Zaitoun, A., Sagi, T., & Hose, K. (2023). Automated Ontology Evaluation: Evaluating Coverage and Correctness using a Domain Corpus. In Y. Ding, J. Tang, & J. Sequeda (Eds.), WWW ’23 Companion: Companion Proceedings of the ACM Web Conference 2023 (pp. 1127–1137). Association for Computing Machinery. https://doi.org/10.1145/3543873.3587617
ontologies; natural language processing; BERT; Web Ontology Language
en
Abstract:
Ontologies conceptualize domains and are a crucial part of web semantics and information systems. However, re-using an existing ontology for a new task requires a detailed evaluation of the candidate ontology as it may cover only a subset of the domain concepts, contain information that is redundant or misleading, and have inaccurate relations and hierarchies between concepts. Manual evaluation of large and complex ontologies is a tedious task. Thus, a few approaches have been proposed for automated evaluation, ranging from concept coverage to ontology generation from a corpus. Existing approaches, however, are limited by their dependence on external structured knowledge sources, such as a thesaurus, as well as by their inability to evaluate semantic relationships.
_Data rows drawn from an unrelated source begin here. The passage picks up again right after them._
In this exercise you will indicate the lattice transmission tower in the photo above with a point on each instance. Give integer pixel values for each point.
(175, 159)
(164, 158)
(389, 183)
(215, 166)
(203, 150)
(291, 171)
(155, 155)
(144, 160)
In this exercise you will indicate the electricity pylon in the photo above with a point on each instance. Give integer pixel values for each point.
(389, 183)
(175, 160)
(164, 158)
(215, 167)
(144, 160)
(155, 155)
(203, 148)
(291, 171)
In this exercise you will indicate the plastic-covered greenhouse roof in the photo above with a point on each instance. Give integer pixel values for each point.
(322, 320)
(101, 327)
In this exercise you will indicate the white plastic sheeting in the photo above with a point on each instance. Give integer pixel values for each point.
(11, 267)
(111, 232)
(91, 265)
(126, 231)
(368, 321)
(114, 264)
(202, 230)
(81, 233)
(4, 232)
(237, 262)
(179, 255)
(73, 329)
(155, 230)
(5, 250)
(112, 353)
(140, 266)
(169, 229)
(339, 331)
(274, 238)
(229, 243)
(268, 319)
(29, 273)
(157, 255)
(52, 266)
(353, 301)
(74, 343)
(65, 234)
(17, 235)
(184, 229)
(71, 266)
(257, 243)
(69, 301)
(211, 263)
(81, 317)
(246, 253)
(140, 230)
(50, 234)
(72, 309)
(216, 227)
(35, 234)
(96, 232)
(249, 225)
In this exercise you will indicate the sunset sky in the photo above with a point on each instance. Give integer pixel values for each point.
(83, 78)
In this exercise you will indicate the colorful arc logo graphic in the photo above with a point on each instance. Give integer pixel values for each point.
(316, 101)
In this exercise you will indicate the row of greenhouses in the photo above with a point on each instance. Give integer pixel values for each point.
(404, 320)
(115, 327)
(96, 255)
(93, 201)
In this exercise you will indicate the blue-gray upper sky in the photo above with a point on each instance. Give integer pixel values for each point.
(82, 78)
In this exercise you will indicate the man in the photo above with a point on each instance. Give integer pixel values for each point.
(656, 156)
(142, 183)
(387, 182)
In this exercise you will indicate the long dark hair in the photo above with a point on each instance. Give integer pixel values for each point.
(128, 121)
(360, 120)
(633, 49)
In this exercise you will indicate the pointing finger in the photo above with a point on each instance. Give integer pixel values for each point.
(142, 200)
In this paper, we propose a novel framework to automatically evaluate the domain coverage and semantic correctness of existing ontologies based on domain information derived from text. The approach uses a domain-tuned named-entity-recognition model to extract phrasal concepts. The extracted concepts are then used as a representation of the domain against which we evaluate the candidate ontology’s concepts. We further employ a domain-tuned language model to determine the semantic correctness of the candidate ontology’s relations. We demonstrate our automated approach on several large ontologies from the oceanographic domain and show its agreement with a manual evaluation by domain experts and its superiority over the state-of-the-art.